COVID-19 in Alberta: Hospitalizations remain above 1,000 for eighth week
Alberta now has 1,141 Albertans in hospital with the coronavirus, 40 of whom are receiving care in ICUs.
That is an increase of 51 hospitalizations and four ICU admissions based off of last week’s update.
Alberta Health data is routinely updated for accuracy and to account for reporting delays, meaning last week’s hospital numbers were retroactively increased from 1,090 to 1,150 while ICU numbers were retroactively changed from 36 to 40.
There have not been fewer than 1,000 patients in hospital for eight consecutive weeks, and the number of patients has grown by 112 over the same time period.
Alberta reported 44 new deaths in its weekly COVID-19 data update on Wednesday.
Of those deaths, 11 were attributed to this week, while the other 33 were retroactively added between Sept. 20 and Nov. 7.
The provincial death toll now sits at 5,137.
Alberta Health counted 1,344 new COVID-19 cases in 9,464 PCR tests. That is a decrease of 57 cases compared to the week prior.

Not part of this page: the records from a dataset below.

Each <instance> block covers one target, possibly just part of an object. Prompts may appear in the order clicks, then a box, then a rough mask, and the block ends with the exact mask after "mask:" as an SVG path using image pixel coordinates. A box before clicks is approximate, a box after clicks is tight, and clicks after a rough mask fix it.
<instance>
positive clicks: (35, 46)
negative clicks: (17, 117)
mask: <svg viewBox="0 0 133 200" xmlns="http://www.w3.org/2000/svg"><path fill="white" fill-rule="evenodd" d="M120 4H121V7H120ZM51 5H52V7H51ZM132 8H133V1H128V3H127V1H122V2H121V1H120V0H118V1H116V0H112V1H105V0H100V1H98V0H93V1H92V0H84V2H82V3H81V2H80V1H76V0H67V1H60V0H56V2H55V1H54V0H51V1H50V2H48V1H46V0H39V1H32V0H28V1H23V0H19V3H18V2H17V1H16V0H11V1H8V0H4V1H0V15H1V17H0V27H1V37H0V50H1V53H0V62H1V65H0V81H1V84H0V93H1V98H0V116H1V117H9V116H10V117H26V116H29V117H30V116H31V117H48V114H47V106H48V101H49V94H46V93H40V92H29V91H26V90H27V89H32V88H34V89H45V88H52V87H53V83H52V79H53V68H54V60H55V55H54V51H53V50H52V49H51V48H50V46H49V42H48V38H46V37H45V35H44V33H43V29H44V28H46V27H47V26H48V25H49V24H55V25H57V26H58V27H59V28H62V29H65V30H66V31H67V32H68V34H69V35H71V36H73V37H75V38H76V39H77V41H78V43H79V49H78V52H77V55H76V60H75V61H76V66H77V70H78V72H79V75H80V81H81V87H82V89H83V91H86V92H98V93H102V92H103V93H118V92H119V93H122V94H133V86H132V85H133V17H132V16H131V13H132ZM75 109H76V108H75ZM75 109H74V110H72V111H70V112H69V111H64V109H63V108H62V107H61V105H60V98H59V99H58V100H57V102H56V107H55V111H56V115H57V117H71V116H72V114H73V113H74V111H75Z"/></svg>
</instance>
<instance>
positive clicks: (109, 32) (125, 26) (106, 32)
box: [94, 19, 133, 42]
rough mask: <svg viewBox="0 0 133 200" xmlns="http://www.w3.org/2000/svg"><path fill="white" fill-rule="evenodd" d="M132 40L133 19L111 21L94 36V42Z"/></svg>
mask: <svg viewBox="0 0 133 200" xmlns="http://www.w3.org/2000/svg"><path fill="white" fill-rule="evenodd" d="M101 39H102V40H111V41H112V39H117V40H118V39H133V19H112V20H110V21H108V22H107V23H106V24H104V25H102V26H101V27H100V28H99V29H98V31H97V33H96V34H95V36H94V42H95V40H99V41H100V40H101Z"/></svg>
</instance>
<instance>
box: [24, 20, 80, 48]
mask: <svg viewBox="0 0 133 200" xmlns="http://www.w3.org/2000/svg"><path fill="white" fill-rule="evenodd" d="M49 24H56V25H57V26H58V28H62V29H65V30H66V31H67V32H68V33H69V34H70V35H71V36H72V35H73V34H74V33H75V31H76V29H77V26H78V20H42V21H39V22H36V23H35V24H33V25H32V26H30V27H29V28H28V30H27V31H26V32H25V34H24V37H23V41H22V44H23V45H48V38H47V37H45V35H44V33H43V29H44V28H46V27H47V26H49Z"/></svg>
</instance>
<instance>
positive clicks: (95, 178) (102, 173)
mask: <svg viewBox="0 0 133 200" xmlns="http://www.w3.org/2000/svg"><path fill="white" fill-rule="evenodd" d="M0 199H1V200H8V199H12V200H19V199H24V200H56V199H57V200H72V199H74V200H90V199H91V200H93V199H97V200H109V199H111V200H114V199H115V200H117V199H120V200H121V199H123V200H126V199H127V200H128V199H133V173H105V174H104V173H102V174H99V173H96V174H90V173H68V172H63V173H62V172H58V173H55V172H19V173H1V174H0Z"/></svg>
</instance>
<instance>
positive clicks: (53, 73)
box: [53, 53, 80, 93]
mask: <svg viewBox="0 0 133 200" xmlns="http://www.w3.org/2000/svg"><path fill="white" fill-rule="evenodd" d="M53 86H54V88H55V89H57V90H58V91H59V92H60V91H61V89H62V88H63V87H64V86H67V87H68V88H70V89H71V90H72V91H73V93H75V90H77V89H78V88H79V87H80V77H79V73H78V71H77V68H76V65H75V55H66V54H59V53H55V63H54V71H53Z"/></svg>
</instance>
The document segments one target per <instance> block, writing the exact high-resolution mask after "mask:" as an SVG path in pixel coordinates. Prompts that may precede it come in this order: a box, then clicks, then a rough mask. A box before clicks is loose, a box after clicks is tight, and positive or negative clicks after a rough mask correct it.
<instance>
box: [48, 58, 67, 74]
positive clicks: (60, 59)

The number of new cases is likely much higher because of testing limitations and since the province doesn't count positive results from rapid tests.
HOW DOES IT COMPARE
On Nov. 14, 2021, there were 524 Albertans hospitalized for COVID-19. This year there are more than double that amount, with 1,141 patients in hospital with the virus.
The wave that started in Aug. 2021 and steadily grew throughout the fall reached its peak on Sep. 27 with 1,130 people in hospital and began to descend shortly thereafter. Alberta reached the same amount of hospitalizations by Oct. 23 of this year, hitting a peak high of 1,166. However, hospitalizations have not begun to decline.
In 2021, there were 95 people in intensive care on Nov. 14, compared to this year's 40 and 57 in 2020.
Alberta’s fall wave in 2021 saw the highest number of patients requiring intensive care in the entirety of the pandemic, with 257 people in the ICU with COVID-19 at its peak on Sept. 28.
Between Jan. 1 and Nov. 14, 2021, 1,987 deaths were attributed to COVID-19 compared to 1,819 in 2022.
The next data update is scheduled for Wednesday, Nov. 23.